With many of Herefordshire’s optometrist and optician practices now closed due to the Coronavirus epidemic, Herefordshire’s Local Optometric Committee (HLOC) confirm that two Hereford city centre optometrists, BBR Optometry and Specsavers, are continuing to provide urgent and essential care services. The services are available to people from across Herefordshire, particularly keyworkers.
These optometrists are urging anyone with essential or emergency eye related issues to contact them directly, to ease pressure on GPs and the eye hospital, whilst they focus on battling the COVID-19 outbreak.
Nick Rumney, managing director at BBR Optometry, confirms:
“There is now an emergency plan in place for any eye condition, from red eye, sudden onset floaters, loss of vision or even broken glasses. As well as BBR Optometry, there are several prescribing optometrists in Hereford who can diagnose and prescribe medicines just like a Doctor so you don’t need to attend hospital.”
Put simply, the rule for any eye related issue is not to bother your GP, but to contact your own optometrist or optician instead and if they are closed they will pass you onto one of the practices offering emergency services across the county. If possible care will be managed by telephone triage, resorting to a face-to-face examination (with PPE) only if absolutely necessary and onward referral again only where necessary. Optometry services are classified as essential (e.g. getting a front-line worker back functioning if their glasses were broken) or emergency such as a sudden loss of vision or eye pain.
HLOC confirms that although eye problems might seem to have taken a back seat, whilst other measures such as social distancing and hospital resilience built up, vision is the sense that people fear losing the most so it is vital to have a proactive approach to eye care. Most people realise that having an eye examination is a pretty close up affair, so to minimise risk associated with Coronavirus, local optometrists have been advising patients to defer their routine appointments.
So far under this system, scores of patient have been assessed for their post-cataract operation review, several have had medical prescriptions issued, one person has been referred for macular degeneration injections and a nurse has had her broken glasses replaced so she can re-enter the front line.
Herefordshire has a very active Local Optometric Committee chaired by Darren Smith (Specsavers) assisted by Nicholas Black (BBR Optometry). The Committee is in regular contact with the local NHS (Herefordshire Clinical Commissioning Group) and the Wye Valley Trust Ophthalmology Victoria Eye Unit. Herefordshire therefore has one of the most integrated primary and secondary eye care systems in the whole of the UK outside Scotland and until this present crisis, over 16,000 appointments annually were taking place in optometry practices instead of in hospital.
Nicholas Rumney added:
“We always looked at this from a big picture perspective; it’s not just about us, it’s about the community, society and the country. We very much see our role as being supportive of trying to keep people out of accident and emergency and the GP surgery.
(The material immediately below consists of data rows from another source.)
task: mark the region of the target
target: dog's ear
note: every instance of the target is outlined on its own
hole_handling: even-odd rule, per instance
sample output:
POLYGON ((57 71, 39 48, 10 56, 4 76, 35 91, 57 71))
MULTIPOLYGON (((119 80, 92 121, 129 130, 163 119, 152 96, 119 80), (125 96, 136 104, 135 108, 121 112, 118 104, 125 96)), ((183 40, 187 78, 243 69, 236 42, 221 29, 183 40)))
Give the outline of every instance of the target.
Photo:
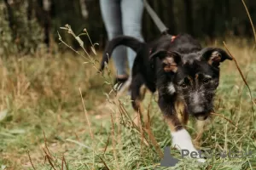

“From the outset, the Acting Clinical Lead Ophthalmologist at Hereford hospital, Simon Madge, shared the hospital resilience plan, so optometrists knew they would be a vital link in the chain of keeping COVID-19 susceptible people out of hospital. Not least as all routine eye examinations, surgery and even A\&E was effectively closing at Wye Valley Trust.” Said Nick.
Photo: Charlotte Apperley (left) and Hannah Biddle at BBR Optometry, maintaining special distance delivering essential optical items to patients.